“Of course, of course. Why naturally, you know—But—in what direction—eh?—do the suspicions—that is, the opinions—you, yourself, Signor Giovacchino—who do you think now could have done the deed?” said the Marchese, finishing his sentence with an apparent effort.
“My notion is,” said the lawyer, speaking strongly and distinctly, “that the murder was committed by the Venetian girl, Paolina Foscarelli. You are aware of the circumstances that first directed suspicion towards her. Alone they are very strong; but some other little matters have come out. She has now been examined several times; and the account she gives of the hours that passed between the time she left the church of St. Apollinare, and the time when she was first seen afterwards is a very lame and unsatisfactory one. Then, my friend, Signor Logarini, of the police, who has been most praiseworthily active in the matter, has discovered that the old friar, who has the charge of the Basilica, and who is a Venetian, was connected with the parents of this girl, which renders it extremely probable that he may wish to screen her; and that fact, taken in conjunction with the very strong reasons we have to think that the friar has some knowledge of the deed, and his very manifest reluctance to tell what he knows, seems to point in the same direction.”
“The friar at St. Apollinare,” said the Marchese, with blue trembling lips, as he looked keenly into the lawyer’s face; “why it is impossible that he could know anything about it. The friar—”
“Impossible? why impossible, Signor Marchese? We know that he was in the Pineta much about the time the deed must have been done.”
The Marchese threw himself back in his deep easy chair, and covered his face with his hand. The lawyer paused, and shook his head as he looked at him.
“The friar in the Pineta!” he exclaimed, getting up from his chair after a minute or two, and taking a few disorderly steps across the room.

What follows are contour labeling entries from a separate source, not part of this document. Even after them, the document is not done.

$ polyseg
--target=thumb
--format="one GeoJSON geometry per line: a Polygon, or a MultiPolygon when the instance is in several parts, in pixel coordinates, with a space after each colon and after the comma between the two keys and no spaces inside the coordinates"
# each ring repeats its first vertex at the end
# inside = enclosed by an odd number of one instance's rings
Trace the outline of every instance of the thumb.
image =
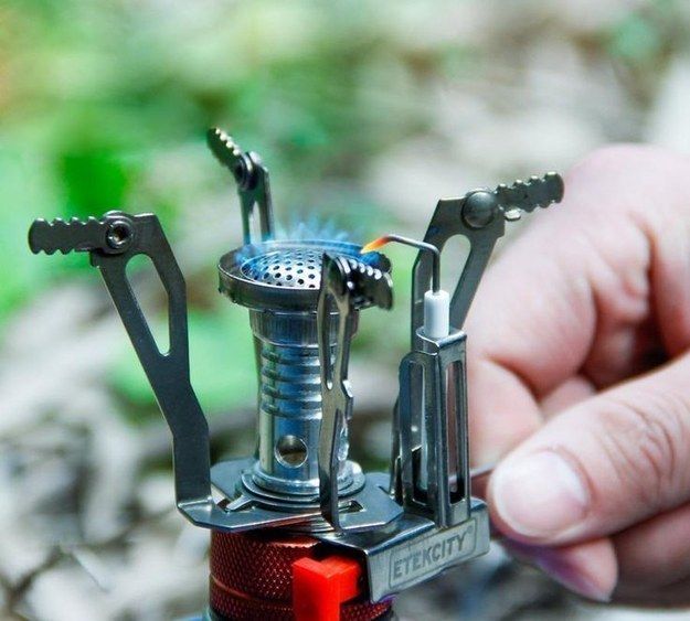
{"type": "Polygon", "coordinates": [[[690,499],[690,354],[565,410],[496,469],[496,525],[524,543],[617,533],[690,499]]]}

“You see; Signor Giovacchino,” he continued, returning to his seat, “I have been so shaken by all the misery I have gone through, and all the sleepless nights I have passed, that—that—that I am hardly in a fit state to appreciate the value of the—the facts you lay before me. I have been trying to think—I am afraid—very much afraid for my own part that no weight is to be attributed to any testimony which may be got from the friar of St. Apollinare.”
“Why so, Signor Marchese?” asked the lawyer, shortly.
“I know the old man very well. I have often talked with him. He is not in his right mind: certainly not in such a state of mind as would justify the magistrates in paying any attention to his statements,” said the Marchese, in a more decided manner than he had before spoken.
“I spoke with the old man at some length the other day, and I cannot say that that was my impression at all. In my opinion he was quite enough in his senses to know how to withhold the information which, I suspect, he could give us if he would. May I ask, Signor Marchese, how long it is since you have spoken with him?”